Lama takes his seat next to Cassidy. He’s whispering in her ear.
‘I hope this won’t take long,’ says Woodruff.
‘A couple of minutes,’ I tell him.
Margaret Miller is on the stand and sworn, the picture of fairness, what you would think of as womanhood if someone said ‘apple pie.’ She wears a print dress and an attitude like portraits on a candy box, hair like spun silk, all smiles and maternal warmth. Sitting next to Woodruff, the two look like the ‘before’ ad for some aging-hair elixir.

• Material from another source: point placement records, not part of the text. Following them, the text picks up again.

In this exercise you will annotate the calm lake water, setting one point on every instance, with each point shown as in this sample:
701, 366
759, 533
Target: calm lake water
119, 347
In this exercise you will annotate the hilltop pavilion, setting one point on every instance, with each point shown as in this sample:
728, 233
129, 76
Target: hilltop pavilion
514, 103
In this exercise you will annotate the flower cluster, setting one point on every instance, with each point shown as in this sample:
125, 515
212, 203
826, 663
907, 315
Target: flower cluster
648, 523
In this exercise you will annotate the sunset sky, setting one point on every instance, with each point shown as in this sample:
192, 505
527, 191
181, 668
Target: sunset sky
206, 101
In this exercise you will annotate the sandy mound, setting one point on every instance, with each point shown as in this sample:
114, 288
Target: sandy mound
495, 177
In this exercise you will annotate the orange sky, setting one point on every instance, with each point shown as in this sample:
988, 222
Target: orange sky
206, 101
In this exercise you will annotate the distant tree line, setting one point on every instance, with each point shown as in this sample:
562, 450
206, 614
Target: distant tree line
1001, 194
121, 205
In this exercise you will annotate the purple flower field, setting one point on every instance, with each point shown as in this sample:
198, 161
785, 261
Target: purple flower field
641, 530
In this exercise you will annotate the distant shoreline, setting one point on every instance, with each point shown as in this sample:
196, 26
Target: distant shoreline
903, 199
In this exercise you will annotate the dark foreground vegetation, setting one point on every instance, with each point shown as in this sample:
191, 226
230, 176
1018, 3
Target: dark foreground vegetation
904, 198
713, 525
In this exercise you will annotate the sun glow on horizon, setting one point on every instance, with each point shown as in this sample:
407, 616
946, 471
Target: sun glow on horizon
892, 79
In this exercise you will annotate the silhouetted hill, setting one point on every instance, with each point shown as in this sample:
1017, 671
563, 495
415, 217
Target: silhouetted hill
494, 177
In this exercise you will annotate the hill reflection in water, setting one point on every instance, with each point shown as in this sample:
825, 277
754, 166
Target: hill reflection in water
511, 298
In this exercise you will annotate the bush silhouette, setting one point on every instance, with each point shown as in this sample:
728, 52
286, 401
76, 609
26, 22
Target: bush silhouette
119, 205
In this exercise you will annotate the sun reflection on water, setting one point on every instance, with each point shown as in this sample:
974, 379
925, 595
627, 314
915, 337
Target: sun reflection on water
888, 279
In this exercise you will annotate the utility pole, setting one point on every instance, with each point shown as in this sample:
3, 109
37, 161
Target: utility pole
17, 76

I ask the court for a moment in private, and I spend my time turned away from the witness, talking in Dana’s ear, idle chatter, but obvious so that Mrs. Miller cannot miss this. Then I turn my attention to the witness.
She identifies herself for the record, and we take up the details of the photo ID. I ask her if she remembers meeting with Lama on the day in question.
‘Very clearly,’ she says.
‘And did he show you some pictures?’
‘He showed me one picture first, by itself, the night that Melanie — Mrs. Vega — died, and then later several others.’
‘That one picture, do you remember it?’
‘Oh sure. Your client,’ she says. ‘I’ve seen plenty of pictures of her in the paper since.’
I have wondered what Jack was doing with a picture of Laurel, the ex-wife he loathed, unless there was some design in this. It appears that he and Lama found a purpose for this photo in poisoning the wellspring of Mrs. Miller’s recollections, planting the seed that it was Laurel that Miller saw that night — an onslaught of suggestion.